After Thursday's sharp decline, the Greenback is trading broadly steady on Friday, grappling with the implications of the Fed’s aggressive rate cut and contrasting monetary policies from other global central banks.

The Federal Reserve's decision to cut interest rates by 50 basis points marks a significant shift in its monetary policy stance. This move, aimed at reviving labor market strength amid declining inflation towards the 2% target, signals the commencement of an aggressive policy-easing cycle. The Fed's dot plot suggests a range of fed rate of 4.25%-4.50% by year-end, but market expectations are leaning towards even further cuts, potentially bringing rates down to the 4.00%-4.25% range:

This dovish outlook has naturally exerted downward pressure on the USD, as lower interest rates diminish the currency's appeal to yield-seeking investors.

In stark contrast, the Bank of England opted to keep its interest rates steady, underscoring a cautious approach in the face of persistent inflationary pressures. Similarly, the Bank of Japan (BoJ) maintained its interest rate at 0.25%. BoJ Governor Kazuo Ueda highlighted softer-than-anticipated inflation and reiterated the bank's readiness to adjust policy if necessary. These divergent monetary paths are causing the USD to struggle against both the GBP and the JPY, as investors recalibrate their strategies based on interest rate differentials.

The Euro is also gaining traction, with EUR/USD gathering strength and eyeing the 1.1230-1.1270 resistance zone:

Speculation is mounting that the European Central Bank will hold its Deposit Facility rate at 3.5% in the upcoming October meeting. While some ECB policymakers advocate for a gradual policy-easing approach, concerns about sticky services inflation persist. ECB President Christine Lagarde's upcoming speech could provide further insights into the bank's monetary policy trajectory.

Equity markets are exhibiting signs of profit-taking after the post-Fed rally, with both European equities and US futures trading slightly in the red. However, the losses are contained, suggesting that investors are cautiously reassessing their positions rather than initiating a broad sell-off.
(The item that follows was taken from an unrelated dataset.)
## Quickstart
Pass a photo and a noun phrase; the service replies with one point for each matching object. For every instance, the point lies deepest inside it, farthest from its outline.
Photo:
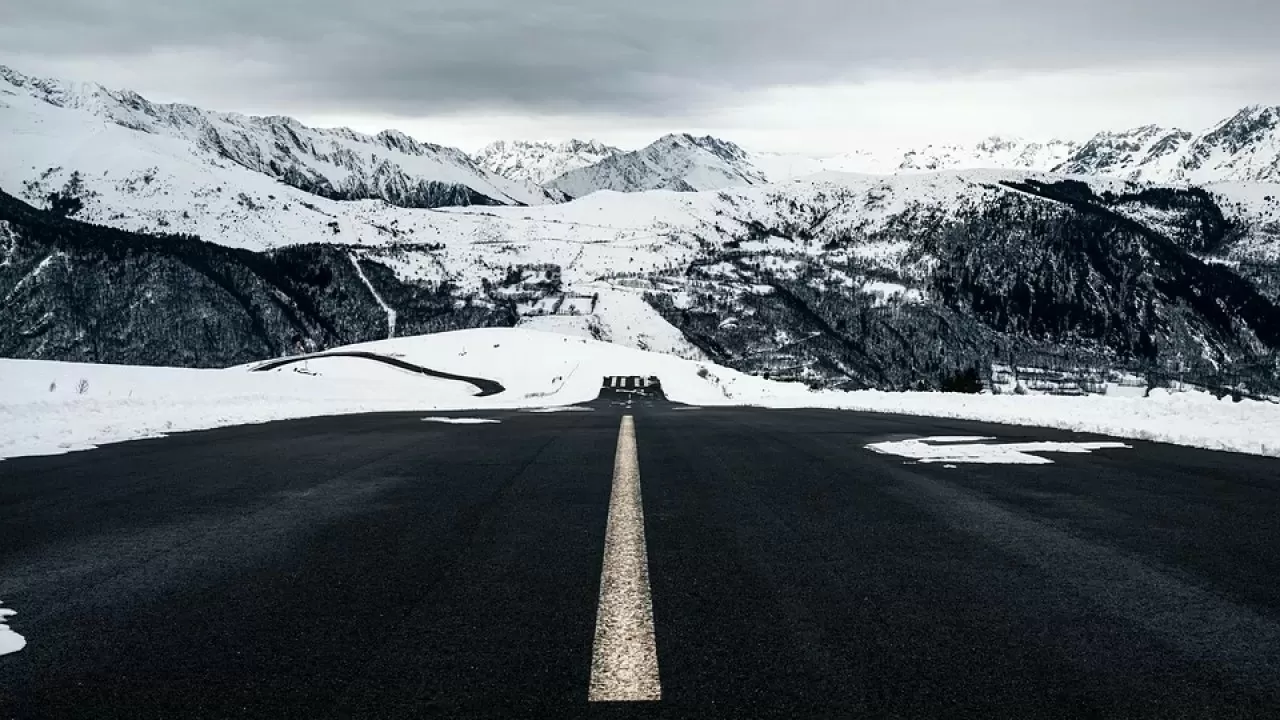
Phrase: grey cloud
(609, 57)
Looking ahead, the US economic calendar is relatively light today, providing a respite for traders after a tumultuous week. However, the calm may be short-lived. Next week brings a slew of significant US economic data releases, including the final Q2 Gross Domestic Product figures and the Personal Consumption Expenditures Price Index—the Fed's preferred measure of inflation. These data points will be crucial for assessing the health of the US economy and could significantly influence market sentiment and USD valuation.